The magazine’s break from its traditional look came as part of a strategic partnership between TV Guide and NBC, where the network was looking for a breakthrough marketing concept for Weakest Link. (The new version of the show drops the word The from its name.)
“Their total audience is huge,” says Kjerstin Beatty, executive vice president for media strategy and planning at NBC Entertainment. “They’re delivering 1.1 million copies an issue. For us, that represents a bunch of hand-raisers who are into television. They subscribe to the magazine and they’re voraciously consuming the content.”
From that observation came an out-of-the-box advertising opportunity that worked for both TV Guide and NBC.

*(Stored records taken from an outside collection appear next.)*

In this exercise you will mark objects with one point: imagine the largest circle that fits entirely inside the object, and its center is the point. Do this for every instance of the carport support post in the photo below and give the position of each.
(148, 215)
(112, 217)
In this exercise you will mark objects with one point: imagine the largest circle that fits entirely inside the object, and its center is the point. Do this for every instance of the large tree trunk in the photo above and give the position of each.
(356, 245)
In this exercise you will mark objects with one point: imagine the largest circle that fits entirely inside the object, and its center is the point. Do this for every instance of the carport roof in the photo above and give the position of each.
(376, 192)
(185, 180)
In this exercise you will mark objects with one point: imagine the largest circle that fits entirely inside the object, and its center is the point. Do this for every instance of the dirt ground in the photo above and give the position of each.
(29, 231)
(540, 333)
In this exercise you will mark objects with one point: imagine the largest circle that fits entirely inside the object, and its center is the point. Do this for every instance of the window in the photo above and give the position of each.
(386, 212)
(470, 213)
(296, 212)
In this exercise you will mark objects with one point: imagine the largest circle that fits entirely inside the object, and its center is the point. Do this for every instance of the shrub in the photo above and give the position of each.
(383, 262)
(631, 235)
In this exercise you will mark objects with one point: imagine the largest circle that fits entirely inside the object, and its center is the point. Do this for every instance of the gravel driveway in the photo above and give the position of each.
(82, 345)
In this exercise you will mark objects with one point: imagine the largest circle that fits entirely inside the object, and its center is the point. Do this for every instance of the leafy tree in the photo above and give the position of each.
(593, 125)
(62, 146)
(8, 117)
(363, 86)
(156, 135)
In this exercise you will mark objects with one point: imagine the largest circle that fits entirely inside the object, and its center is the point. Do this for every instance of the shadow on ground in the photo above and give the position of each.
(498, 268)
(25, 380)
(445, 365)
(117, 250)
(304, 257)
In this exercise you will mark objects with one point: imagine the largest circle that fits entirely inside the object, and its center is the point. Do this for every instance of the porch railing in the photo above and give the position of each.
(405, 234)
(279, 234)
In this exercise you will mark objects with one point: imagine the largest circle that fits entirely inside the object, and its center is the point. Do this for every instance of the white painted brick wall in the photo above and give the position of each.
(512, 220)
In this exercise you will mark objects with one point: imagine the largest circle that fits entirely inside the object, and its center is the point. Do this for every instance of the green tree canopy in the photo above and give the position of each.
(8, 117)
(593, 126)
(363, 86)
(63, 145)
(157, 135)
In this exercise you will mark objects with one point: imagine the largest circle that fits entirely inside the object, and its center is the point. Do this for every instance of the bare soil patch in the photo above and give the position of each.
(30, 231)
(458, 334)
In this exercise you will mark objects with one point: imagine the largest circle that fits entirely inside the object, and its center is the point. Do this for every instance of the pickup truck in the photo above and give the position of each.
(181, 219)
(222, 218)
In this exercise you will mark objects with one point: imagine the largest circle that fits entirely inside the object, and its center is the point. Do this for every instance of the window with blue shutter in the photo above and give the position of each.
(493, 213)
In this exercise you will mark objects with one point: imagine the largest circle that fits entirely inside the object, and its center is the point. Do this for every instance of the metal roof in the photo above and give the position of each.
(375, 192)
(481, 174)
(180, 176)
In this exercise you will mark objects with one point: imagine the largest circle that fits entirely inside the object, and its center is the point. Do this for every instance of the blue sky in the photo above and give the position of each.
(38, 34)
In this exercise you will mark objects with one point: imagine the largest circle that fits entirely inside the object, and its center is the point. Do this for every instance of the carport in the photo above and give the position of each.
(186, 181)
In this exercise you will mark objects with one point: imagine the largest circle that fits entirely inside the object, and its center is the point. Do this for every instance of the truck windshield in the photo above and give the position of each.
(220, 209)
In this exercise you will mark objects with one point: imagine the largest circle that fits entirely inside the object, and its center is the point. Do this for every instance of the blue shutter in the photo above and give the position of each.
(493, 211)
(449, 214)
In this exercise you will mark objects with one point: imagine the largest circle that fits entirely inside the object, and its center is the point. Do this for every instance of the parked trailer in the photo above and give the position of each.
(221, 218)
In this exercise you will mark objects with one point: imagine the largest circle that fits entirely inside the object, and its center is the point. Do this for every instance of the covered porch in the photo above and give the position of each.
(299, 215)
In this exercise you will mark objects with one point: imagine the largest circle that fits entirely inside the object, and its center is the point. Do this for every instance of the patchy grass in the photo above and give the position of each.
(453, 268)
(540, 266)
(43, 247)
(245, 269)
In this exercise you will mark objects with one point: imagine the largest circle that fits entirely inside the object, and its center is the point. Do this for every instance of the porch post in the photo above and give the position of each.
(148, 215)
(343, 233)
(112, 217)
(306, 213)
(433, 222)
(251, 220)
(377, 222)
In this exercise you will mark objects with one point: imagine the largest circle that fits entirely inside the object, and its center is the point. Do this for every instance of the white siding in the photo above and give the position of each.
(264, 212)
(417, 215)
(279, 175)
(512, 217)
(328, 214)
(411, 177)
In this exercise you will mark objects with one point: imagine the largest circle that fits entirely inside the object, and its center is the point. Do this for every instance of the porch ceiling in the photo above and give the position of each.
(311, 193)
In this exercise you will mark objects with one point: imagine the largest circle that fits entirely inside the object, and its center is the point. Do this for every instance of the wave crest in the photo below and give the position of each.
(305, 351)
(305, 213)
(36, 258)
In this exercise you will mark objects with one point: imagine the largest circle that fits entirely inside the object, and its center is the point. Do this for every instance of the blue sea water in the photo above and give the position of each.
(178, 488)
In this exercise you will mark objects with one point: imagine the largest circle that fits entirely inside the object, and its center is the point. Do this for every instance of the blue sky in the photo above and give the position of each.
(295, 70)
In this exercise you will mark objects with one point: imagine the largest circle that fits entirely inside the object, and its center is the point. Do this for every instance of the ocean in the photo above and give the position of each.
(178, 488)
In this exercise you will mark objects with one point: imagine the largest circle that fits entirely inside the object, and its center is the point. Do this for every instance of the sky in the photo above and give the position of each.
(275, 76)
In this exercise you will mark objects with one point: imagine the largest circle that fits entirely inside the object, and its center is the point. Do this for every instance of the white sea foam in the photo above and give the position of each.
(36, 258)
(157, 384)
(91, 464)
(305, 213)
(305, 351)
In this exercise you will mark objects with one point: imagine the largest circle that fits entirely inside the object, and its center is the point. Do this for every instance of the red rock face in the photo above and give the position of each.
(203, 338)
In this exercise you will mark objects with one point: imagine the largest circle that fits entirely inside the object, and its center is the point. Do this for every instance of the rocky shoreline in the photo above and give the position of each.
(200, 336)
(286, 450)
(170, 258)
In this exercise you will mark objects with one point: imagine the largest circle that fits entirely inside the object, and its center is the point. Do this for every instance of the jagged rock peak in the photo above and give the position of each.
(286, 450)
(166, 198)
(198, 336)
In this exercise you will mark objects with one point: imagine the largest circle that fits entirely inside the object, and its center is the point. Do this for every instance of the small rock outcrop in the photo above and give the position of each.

In addition to its mass circulation, NBC liked that TV Guide readers tend to watch linear TV, meaning they watch shows in real time, when they air on a schedule, rather than streaming them randomly, Beatty says. One challenge in the reboot was finding people who like game shows, and who also might remember the original show, which ran from 2001 to 2003. “We were limited in our ability to find the people who might have watched The Weakest Link when it was on the air, and we really had to sell the show all over again,” Beatty says. “We needed to get the folks who are casual gamers and into trivia-based shows.”
And that was where TV Guide’s hefty reach came in. Beyond the paid circulation of 1.1 million, Frost notes, the magazine has a total reach of 10 million-plus readers.
In a TV ecosystem that’s more fragmented than ever, it is very difficult to reach that kind of qualified large-scale audience with a marketing message, and just as difficult to bring an audience together to watch shows by appointment. “We could have just run an ad-page and it would have been fine,” Beatty says. “But we really started ideating with TV Guide on what would be more impactful.” That, in turn, led to the conversation about a promotional position on the magazine’s revered fall preview cover. In addition, TV Guide’s large print circulation gave NBC access to an off-air audience it needed to recruit.
“It all happened very quickly. We just knew it was something we had to do, and we knew it was going to elevate their brand as well as ours. You need to think about innovation wherever you can make it happen.”
“For me, it was, ‘How could I not do it?’” Beatty says. “It all happened very quickly. We just knew it was something we had to do, and we knew it was going to elevate their brand as well as ours. You need to think about innovation wherever you can make it happen.”
For TV Guide, the native program with NBC also represents marketing innovation. “This concept was first to market, but done tastefully,” says Gary Kleinman, TV Guide vice president of brand partnerships. “It was seamless to our readers, and in keeping with the brand’s traditions, while at the same time reflecting the new media landscape. We think this demonstrates that our brand is as relevant now as it was 68 years ago.”
The program also includes a two-page spread within the magazine featuring, appropriately enough, some trivia about the show.
Beatty credits TV Guide with boldness for allowing a paid placement on its cover. “It speaks volumes for TV Guide,” she says. “I haven’t seen anyone in the print space willing to be as bold. That took a lot of guts.”
The results have been positive so far, Beatty adds. Weakest Link is the largest original launch for NBC since January 2019. “It was a huge success for us,” she says. “We were all doing a happy dance then morning we got the ratings.”
For the record Weakest Link also generated NBC’s top Wednesday rating in six months.
Perhaps someday the 2020 TV Guide Fall Preview issue will reflect today’s media world for future generations as accurately as the magazine’s original covers did for the industry seven decades ago.